There's other reasons too- PG (rarely, but it happens), and extensions
(a bit more often..) can end up leaking per-backend memory meaning that
the backend memory usage increases without any actual benefit. Dropping
and reconnecting can help address that (though, of course, we'd like to
fix all such cases).
Thanks,
Stephen
On Sun, 21 Feb 2021 at 19:12, Pavel Stehule <pavel.stehule@gmail.com> wrote:
I have very strong experience - it is very useful.
On Sun, 21 Feb 2021 at 19:26, Stephen Frost <sfrost@snowman.net> wrote:
Short answer- yes.
Sounds good. Thank you very much for your insight!
-- Daniele
Hi,
On 2021-02-21 19:05:03 +0100, Daniele Varrazzo wrote:
One of the HikariCP configuration parameters is "maxLifetime", whose
description is: "This property controls the maximum lifetime of a
connection in the pool. [...] **We strongly recommend setting this
value, and it should be several seconds shorter than any database or
infrastructure imposed connection time limit.**" (bold is theirs,
default value is 30 mins).When discussing the pool features in the psycopg mailing list someone
pointed out "what is the utility of this parameter? connections don't
rot, do they?"Hikari is a generic connection pool, not one specific for Postgres. So
I'm wondering: is there any value in periodically deleting and
recreating connections for a Postgres-specific connection pool? Is a
MaxLifetime parameter useful?
It's extremely useful. If your pooler is used in a large application
with different "parts" or your application uses schema based
multi-tenancy or such, you can end up with the various per-connection
caches getting very large without providing much benefit. Unfortunately
we do not yet have effective "pressure" against that. Similarly, if you
have an application using prepared statements you can end up with enough
prepared statements for that to be a memory usage issue.
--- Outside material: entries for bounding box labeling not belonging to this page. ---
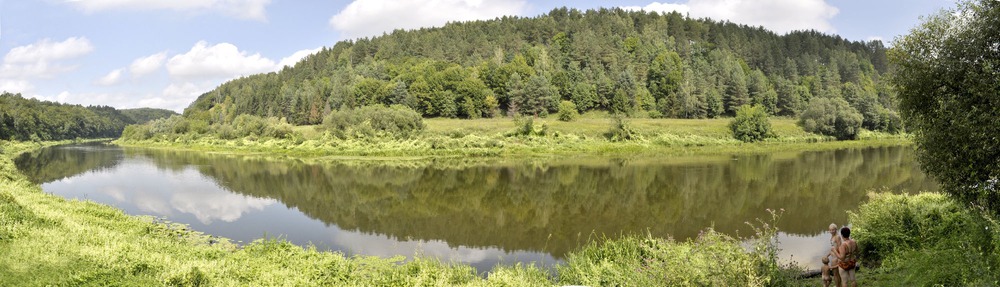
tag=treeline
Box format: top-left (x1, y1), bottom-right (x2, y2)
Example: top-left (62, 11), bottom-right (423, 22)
top-left (185, 8), bottom-right (895, 132)
top-left (0, 92), bottom-right (176, 141)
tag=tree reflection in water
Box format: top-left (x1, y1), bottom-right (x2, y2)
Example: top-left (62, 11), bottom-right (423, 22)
top-left (17, 144), bottom-right (937, 268)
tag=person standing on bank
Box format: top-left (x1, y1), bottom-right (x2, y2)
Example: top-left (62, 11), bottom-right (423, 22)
top-left (820, 223), bottom-right (841, 287)
top-left (836, 226), bottom-right (858, 287)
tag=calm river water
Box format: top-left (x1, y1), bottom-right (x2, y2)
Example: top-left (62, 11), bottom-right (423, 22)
top-left (15, 144), bottom-right (937, 272)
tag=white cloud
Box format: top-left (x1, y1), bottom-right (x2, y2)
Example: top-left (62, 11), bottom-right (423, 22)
top-left (128, 52), bottom-right (167, 78)
top-left (0, 37), bottom-right (94, 79)
top-left (330, 0), bottom-right (527, 38)
top-left (3, 37), bottom-right (94, 64)
top-left (97, 69), bottom-right (125, 86)
top-left (277, 48), bottom-right (322, 70)
top-left (167, 41), bottom-right (275, 80)
top-left (0, 80), bottom-right (35, 94)
top-left (67, 0), bottom-right (271, 21)
top-left (623, 0), bottom-right (840, 34)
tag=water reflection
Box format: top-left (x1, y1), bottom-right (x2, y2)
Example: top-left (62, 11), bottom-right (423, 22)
top-left (16, 146), bottom-right (936, 268)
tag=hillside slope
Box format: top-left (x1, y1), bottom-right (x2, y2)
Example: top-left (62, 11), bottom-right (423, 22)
top-left (184, 8), bottom-right (894, 130)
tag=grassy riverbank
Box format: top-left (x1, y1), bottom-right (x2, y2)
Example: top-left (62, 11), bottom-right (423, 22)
top-left (116, 115), bottom-right (910, 158)
top-left (0, 140), bottom-right (787, 286)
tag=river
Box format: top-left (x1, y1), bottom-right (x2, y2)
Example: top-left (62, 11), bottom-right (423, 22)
top-left (15, 144), bottom-right (937, 272)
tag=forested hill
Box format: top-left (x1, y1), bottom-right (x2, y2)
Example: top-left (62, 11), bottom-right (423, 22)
top-left (0, 92), bottom-right (176, 141)
top-left (185, 8), bottom-right (894, 130)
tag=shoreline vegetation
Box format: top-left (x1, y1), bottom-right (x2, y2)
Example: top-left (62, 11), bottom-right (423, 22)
top-left (113, 113), bottom-right (911, 160)
top-left (0, 131), bottom-right (1000, 286)
top-left (0, 141), bottom-right (792, 286)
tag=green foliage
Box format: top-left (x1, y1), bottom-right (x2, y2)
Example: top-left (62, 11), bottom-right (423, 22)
top-left (323, 105), bottom-right (424, 138)
top-left (121, 114), bottom-right (301, 141)
top-left (185, 8), bottom-right (895, 125)
top-left (226, 114), bottom-right (293, 139)
top-left (558, 101), bottom-right (580, 122)
top-left (850, 192), bottom-right (1000, 286)
top-left (0, 92), bottom-right (139, 142)
top-left (798, 98), bottom-right (863, 140)
top-left (729, 105), bottom-right (774, 142)
top-left (507, 116), bottom-right (549, 137)
top-left (120, 108), bottom-right (177, 124)
top-left (890, 0), bottom-right (1000, 215)
top-left (604, 116), bottom-right (642, 142)
top-left (0, 143), bottom-right (836, 286)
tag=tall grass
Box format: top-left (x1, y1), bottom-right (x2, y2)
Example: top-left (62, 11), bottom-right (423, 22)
top-left (0, 141), bottom-right (812, 286)
top-left (850, 192), bottom-right (1000, 286)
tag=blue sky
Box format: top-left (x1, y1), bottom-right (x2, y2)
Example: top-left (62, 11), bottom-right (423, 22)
top-left (0, 0), bottom-right (955, 111)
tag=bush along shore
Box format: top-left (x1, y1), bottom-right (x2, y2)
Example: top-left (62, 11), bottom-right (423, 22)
top-left (0, 142), bottom-right (804, 286)
top-left (115, 109), bottom-right (910, 161)
top-left (0, 141), bottom-right (1000, 286)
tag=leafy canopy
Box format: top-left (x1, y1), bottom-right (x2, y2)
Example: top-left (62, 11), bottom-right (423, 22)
top-left (889, 0), bottom-right (1000, 213)
top-left (729, 105), bottom-right (772, 142)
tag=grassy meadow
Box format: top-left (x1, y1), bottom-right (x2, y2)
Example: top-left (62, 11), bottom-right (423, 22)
top-left (0, 140), bottom-right (788, 286)
top-left (116, 113), bottom-right (910, 159)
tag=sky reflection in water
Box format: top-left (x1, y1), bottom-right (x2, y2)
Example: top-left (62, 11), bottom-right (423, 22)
top-left (16, 145), bottom-right (936, 271)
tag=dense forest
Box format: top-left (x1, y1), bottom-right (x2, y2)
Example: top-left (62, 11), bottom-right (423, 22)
top-left (0, 92), bottom-right (176, 141)
top-left (185, 8), bottom-right (898, 133)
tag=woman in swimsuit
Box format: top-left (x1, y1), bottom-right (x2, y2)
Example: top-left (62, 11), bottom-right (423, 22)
top-left (820, 223), bottom-right (841, 287)
top-left (836, 226), bottom-right (858, 287)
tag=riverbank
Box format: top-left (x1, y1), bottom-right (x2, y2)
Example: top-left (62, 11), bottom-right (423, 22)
top-left (115, 117), bottom-right (910, 160)
top-left (0, 140), bottom-right (788, 286)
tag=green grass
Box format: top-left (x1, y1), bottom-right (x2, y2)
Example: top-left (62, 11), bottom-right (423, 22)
top-left (0, 140), bottom-right (800, 286)
top-left (117, 117), bottom-right (910, 159)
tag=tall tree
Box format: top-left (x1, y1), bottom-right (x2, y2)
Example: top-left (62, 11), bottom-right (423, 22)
top-left (889, 0), bottom-right (1000, 215)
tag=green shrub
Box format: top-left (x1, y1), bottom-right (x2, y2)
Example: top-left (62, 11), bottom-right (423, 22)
top-left (556, 234), bottom-right (766, 286)
top-left (729, 105), bottom-right (773, 142)
top-left (121, 125), bottom-right (153, 140)
top-left (604, 116), bottom-right (642, 142)
top-left (798, 98), bottom-right (863, 140)
top-left (229, 114), bottom-right (294, 139)
top-left (850, 193), bottom-right (997, 286)
top-left (323, 105), bottom-right (424, 138)
top-left (507, 116), bottom-right (549, 137)
top-left (558, 101), bottom-right (580, 122)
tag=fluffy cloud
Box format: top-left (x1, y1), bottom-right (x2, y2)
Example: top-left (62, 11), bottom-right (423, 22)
top-left (277, 48), bottom-right (321, 70)
top-left (0, 80), bottom-right (35, 94)
top-left (623, 0), bottom-right (840, 33)
top-left (0, 37), bottom-right (94, 79)
top-left (167, 41), bottom-right (275, 79)
top-left (97, 69), bottom-right (125, 86)
top-left (330, 0), bottom-right (527, 38)
top-left (67, 0), bottom-right (271, 21)
top-left (128, 52), bottom-right (167, 78)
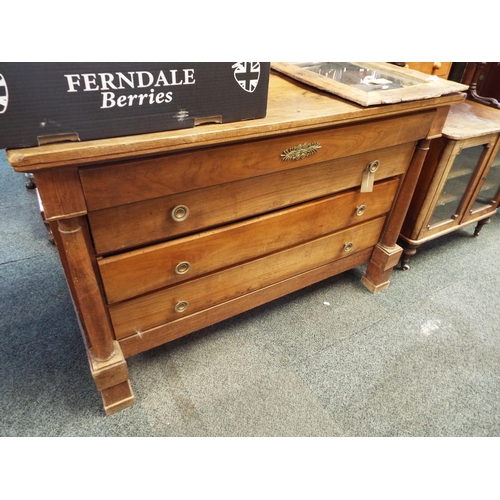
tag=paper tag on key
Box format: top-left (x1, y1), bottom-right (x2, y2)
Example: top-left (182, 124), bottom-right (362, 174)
top-left (361, 160), bottom-right (380, 193)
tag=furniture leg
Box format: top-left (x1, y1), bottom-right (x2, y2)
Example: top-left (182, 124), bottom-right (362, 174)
top-left (474, 217), bottom-right (491, 236)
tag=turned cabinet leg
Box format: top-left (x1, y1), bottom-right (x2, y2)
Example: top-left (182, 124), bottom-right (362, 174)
top-left (474, 217), bottom-right (491, 236)
top-left (401, 243), bottom-right (418, 271)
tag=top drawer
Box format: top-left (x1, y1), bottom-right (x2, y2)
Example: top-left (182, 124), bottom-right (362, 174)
top-left (89, 142), bottom-right (414, 255)
top-left (80, 110), bottom-right (435, 211)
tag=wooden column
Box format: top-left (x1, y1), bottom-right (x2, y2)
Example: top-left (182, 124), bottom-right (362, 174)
top-left (361, 139), bottom-right (430, 293)
top-left (35, 168), bottom-right (135, 415)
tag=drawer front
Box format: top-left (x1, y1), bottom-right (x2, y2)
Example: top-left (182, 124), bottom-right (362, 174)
top-left (99, 179), bottom-right (399, 303)
top-left (80, 110), bottom-right (435, 211)
top-left (109, 217), bottom-right (385, 340)
top-left (89, 143), bottom-right (414, 255)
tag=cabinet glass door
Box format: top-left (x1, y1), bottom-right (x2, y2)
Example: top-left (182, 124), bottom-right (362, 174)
top-left (471, 147), bottom-right (500, 214)
top-left (428, 145), bottom-right (486, 229)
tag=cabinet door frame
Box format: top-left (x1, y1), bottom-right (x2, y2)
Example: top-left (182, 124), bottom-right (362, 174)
top-left (462, 135), bottom-right (500, 223)
top-left (422, 134), bottom-right (499, 237)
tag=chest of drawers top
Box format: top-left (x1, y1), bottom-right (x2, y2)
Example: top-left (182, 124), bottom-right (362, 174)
top-left (7, 74), bottom-right (463, 172)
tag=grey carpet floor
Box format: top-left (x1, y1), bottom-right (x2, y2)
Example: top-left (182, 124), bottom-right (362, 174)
top-left (0, 146), bottom-right (500, 437)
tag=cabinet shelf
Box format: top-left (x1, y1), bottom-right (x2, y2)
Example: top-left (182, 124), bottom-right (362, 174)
top-left (436, 193), bottom-right (460, 207)
top-left (448, 167), bottom-right (473, 179)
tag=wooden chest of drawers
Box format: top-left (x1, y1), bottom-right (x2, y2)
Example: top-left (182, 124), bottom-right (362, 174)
top-left (8, 70), bottom-right (463, 414)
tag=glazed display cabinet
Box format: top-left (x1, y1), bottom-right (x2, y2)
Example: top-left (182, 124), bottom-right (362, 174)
top-left (401, 101), bottom-right (500, 270)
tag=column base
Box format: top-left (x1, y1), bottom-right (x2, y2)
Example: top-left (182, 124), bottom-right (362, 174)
top-left (88, 341), bottom-right (135, 415)
top-left (361, 244), bottom-right (403, 293)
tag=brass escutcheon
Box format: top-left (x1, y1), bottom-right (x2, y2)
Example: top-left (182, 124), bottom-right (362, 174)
top-left (344, 241), bottom-right (354, 252)
top-left (356, 205), bottom-right (366, 217)
top-left (175, 300), bottom-right (189, 312)
top-left (171, 205), bottom-right (189, 222)
top-left (175, 261), bottom-right (191, 274)
top-left (281, 142), bottom-right (321, 161)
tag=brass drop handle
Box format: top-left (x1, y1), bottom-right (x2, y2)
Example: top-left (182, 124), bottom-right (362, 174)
top-left (174, 300), bottom-right (189, 313)
top-left (175, 261), bottom-right (191, 274)
top-left (344, 241), bottom-right (354, 252)
top-left (356, 205), bottom-right (366, 217)
top-left (170, 205), bottom-right (189, 222)
top-left (175, 261), bottom-right (191, 274)
top-left (368, 160), bottom-right (380, 174)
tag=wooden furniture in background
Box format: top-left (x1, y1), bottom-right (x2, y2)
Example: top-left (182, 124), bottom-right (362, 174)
top-left (406, 62), bottom-right (452, 79)
top-left (401, 100), bottom-right (500, 269)
top-left (7, 70), bottom-right (464, 414)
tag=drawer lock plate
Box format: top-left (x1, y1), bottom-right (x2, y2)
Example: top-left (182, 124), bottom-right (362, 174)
top-left (281, 142), bottom-right (321, 161)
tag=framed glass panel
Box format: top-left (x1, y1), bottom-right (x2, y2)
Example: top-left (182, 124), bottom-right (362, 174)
top-left (429, 145), bottom-right (485, 227)
top-left (271, 62), bottom-right (468, 106)
top-left (472, 147), bottom-right (500, 212)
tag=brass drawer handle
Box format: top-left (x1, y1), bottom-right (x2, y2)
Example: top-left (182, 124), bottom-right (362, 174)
top-left (175, 300), bottom-right (189, 312)
top-left (175, 261), bottom-right (191, 274)
top-left (356, 205), bottom-right (366, 217)
top-left (281, 142), bottom-right (321, 161)
top-left (171, 205), bottom-right (189, 222)
top-left (344, 241), bottom-right (354, 252)
top-left (367, 160), bottom-right (380, 174)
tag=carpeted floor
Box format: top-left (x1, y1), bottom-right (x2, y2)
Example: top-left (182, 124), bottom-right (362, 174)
top-left (0, 146), bottom-right (500, 437)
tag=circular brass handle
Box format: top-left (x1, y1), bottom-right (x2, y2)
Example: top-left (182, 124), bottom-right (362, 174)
top-left (174, 300), bottom-right (189, 312)
top-left (175, 261), bottom-right (191, 274)
top-left (171, 205), bottom-right (189, 222)
top-left (344, 241), bottom-right (354, 252)
top-left (356, 205), bottom-right (366, 217)
top-left (368, 160), bottom-right (380, 174)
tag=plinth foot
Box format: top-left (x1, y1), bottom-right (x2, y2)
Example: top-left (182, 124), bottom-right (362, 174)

Additionally, if there's ever a problem with memory leakage, be it in
core PG or some extension, being able to limit the harm of that can be a
life saver.
Greetings,
Andres Freund
On Mon, Feb 22, 2021 at 7:52 AM Andres Freund <andres@anarazel.de> wrote:
On 2021-02-21 19:05:03 +0100, Daniele Varrazzo wrote:
One of the HikariCP configuration parameters is "maxLifetime", whose
description is: "This property controls the maximum lifetime of a
connection in the pool. [...] **We strongly recommend setting this
value, and it should be several seconds shorter than any database or
infrastructure imposed connection time limit.**" (bold is theirs,
default value is 30 mins).When discussing the pool features in the psycopg mailing list someone
pointed out "what is the utility of this parameter? connections don't
rot, do they?"Hikari is a generic connection pool, not one specific for Postgres. So
I'm wondering: is there any value in periodically deleting and
recreating connections for a Postgres-specific connection pool? Is a
MaxLifetime parameter useful?It's extremely useful.
+1, I multiple times had to rely on similar cleanup in other poolers.
If your pooler is used in a large application
with different "parts" or your application uses schema based
multi-tenancy or such, you can end up with the various per-connection
caches getting very large without providing much benefit. Unfortunately
we do not yet have effective "pressure" against that. Similarly, if you
have an application using prepared statements you can end up with enough
prepared statements for that to be a memory usage issue.
And in some case negative cache entries can be a problem too.